Digg Close to Profits, New CEO Also Just Around the Corner

Digg CEO Kevin Rose

Digg will soon announce a new CEO, according to co-founder and current chief executive Kevin Rose, who admits he’s not really a good fit for the job, calling the task of managing the startup’s 80-person staff “a nightmare” in a video interview with All Things Digital (full version embedded below). Rose — who took the top job when CEO Jay Adelson left the company earlier this year — also says the company has annual revenue in the “double-digit millions” and has had a number of break-even months; therefore, he doesn’t feel that it needs to raise additional capital.

The Digg founder also told All Things Digital that the new version of Digg, which has been in invitation-only testing for almost a year, involves some “big, bold new directions” for the company.

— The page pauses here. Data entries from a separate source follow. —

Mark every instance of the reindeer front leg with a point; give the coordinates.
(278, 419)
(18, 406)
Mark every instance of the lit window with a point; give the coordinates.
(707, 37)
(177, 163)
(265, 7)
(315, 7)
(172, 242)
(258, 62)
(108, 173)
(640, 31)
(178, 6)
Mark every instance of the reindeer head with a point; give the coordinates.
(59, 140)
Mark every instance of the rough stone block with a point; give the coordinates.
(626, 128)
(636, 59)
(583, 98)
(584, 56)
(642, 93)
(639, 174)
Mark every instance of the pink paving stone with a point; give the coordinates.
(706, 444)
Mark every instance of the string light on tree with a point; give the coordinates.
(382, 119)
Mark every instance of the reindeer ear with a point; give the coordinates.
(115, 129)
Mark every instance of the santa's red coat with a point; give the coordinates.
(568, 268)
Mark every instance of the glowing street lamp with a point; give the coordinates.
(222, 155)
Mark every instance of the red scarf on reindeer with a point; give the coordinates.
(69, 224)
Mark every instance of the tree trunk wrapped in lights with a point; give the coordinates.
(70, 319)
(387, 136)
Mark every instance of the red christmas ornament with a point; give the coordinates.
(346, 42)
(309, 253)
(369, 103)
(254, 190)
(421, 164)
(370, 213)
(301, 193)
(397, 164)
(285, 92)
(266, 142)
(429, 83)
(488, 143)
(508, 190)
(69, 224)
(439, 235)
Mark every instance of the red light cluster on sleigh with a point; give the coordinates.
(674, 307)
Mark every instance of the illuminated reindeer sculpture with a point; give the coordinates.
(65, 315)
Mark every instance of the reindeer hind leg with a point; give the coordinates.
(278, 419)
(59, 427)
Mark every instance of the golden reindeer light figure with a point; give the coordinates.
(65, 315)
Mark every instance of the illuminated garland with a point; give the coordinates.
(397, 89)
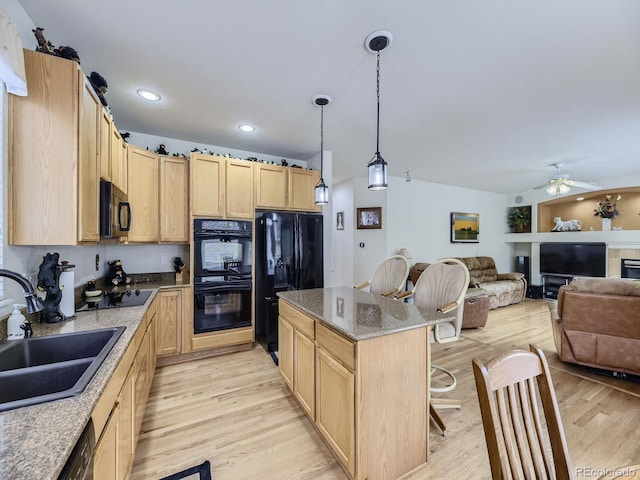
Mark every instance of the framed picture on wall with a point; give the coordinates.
(369, 217)
(465, 227)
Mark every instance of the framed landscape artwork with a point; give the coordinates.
(465, 227)
(369, 217)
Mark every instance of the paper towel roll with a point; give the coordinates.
(67, 304)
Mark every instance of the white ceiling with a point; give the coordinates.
(480, 94)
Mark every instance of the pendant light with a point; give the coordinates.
(321, 190)
(377, 167)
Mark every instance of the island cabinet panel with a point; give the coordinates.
(143, 174)
(371, 395)
(301, 190)
(335, 414)
(53, 172)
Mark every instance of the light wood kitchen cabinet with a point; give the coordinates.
(174, 199)
(207, 185)
(221, 187)
(271, 184)
(118, 152)
(105, 455)
(335, 414)
(143, 194)
(169, 322)
(285, 188)
(365, 399)
(301, 189)
(297, 356)
(117, 418)
(239, 189)
(53, 156)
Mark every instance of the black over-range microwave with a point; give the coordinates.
(115, 211)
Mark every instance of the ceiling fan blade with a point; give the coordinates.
(585, 185)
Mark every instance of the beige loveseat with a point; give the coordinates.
(596, 322)
(502, 288)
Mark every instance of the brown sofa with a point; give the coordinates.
(596, 322)
(502, 288)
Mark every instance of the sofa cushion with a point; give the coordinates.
(481, 269)
(503, 292)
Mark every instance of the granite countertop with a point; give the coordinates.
(360, 315)
(36, 441)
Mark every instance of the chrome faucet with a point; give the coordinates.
(34, 303)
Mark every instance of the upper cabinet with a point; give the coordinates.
(144, 195)
(285, 188)
(174, 199)
(221, 187)
(53, 156)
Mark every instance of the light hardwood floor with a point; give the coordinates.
(235, 411)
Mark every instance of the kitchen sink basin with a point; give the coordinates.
(41, 369)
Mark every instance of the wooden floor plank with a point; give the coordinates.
(235, 411)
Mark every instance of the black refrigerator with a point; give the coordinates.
(288, 256)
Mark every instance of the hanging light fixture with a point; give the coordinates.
(321, 189)
(377, 167)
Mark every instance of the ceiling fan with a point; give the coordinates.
(561, 184)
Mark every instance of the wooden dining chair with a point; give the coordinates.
(523, 440)
(389, 278)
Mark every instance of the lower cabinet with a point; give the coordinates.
(169, 321)
(369, 399)
(118, 416)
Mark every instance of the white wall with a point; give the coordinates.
(416, 215)
(342, 262)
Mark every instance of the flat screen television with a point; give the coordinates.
(577, 259)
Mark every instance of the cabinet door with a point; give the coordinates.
(207, 185)
(301, 189)
(335, 399)
(285, 351)
(88, 169)
(270, 186)
(174, 199)
(125, 443)
(169, 322)
(104, 144)
(118, 159)
(304, 372)
(239, 189)
(143, 195)
(43, 151)
(105, 456)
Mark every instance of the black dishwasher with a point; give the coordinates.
(79, 466)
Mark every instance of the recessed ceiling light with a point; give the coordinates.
(149, 95)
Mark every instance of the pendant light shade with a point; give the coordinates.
(321, 191)
(377, 167)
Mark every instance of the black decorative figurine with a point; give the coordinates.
(48, 281)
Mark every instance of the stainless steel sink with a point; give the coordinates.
(42, 369)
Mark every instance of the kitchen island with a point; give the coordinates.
(358, 365)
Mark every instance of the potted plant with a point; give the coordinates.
(518, 218)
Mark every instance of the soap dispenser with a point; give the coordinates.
(14, 332)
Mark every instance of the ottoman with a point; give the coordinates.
(476, 308)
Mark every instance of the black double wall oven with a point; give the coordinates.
(222, 274)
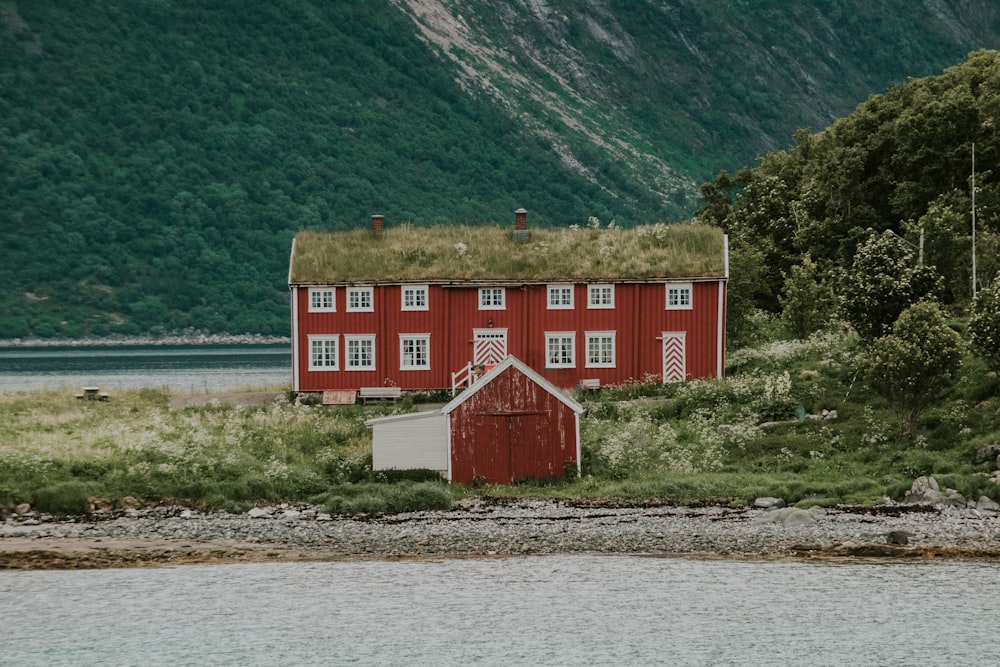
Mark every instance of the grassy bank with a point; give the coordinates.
(760, 432)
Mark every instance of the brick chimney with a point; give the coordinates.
(521, 225)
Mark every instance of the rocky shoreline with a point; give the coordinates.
(175, 535)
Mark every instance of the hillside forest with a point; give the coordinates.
(157, 158)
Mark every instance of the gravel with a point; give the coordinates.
(165, 535)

Rose says while that means “if you get it wrong you may screw things up pretty bad — I’m OK with that, our investors are OK with it, and we have some good solid ideas we want to bet on” over the next four to six months. He also said he realizes that “we’ve got a very small window to really get things right,” and that there are a lot of other competitors trying to solve the same problem Digg is, which he described as filtering the firehose of information that comes from Twitter and Facebook and other social-media services.

Rose said that after a few years of hype about the company, Digg went through a difficult period after the economic downturn. At that point, he says, “a lot of us freaked here, and we said we need to focus on revenue and ads.” The Digg CEO says the company now has a new ad platform that is “working great,” so the focus is on getting the redesigned site launched (although he didn’t say when that would happen). Rose said there were more than 30 new features on the table when the redesign began, but that he chose to focus on about five that “we could do really well,” and that his vision for Digg was to be “the most efficient way for links to spread.”

The Digg founder also talked about how he liked working on product details and working with small teams rather than managing the entire company, and that being the CEO was “a pain in the a** that I would never wish on my worst enemy.”

Digg’s redesign involves a personalized stream of content from the people and sources a user chooses to subscribe to or “follow” — similar to the way users follow sources on Twitter — which led my colleague Liz to say that the link-sharing site wants to be “the Twitter of news.” Instead of seeing all the top submissions from the entire user-base, or within different content sections, the default view for the redesigned site is a central column called “My News” that features links submitted by people and publishers you’ve chosen to follow. As I described after trying out the new site, however, this makes the overlap between Digg and other social media a lot more obvious, which may or may not be a good thing.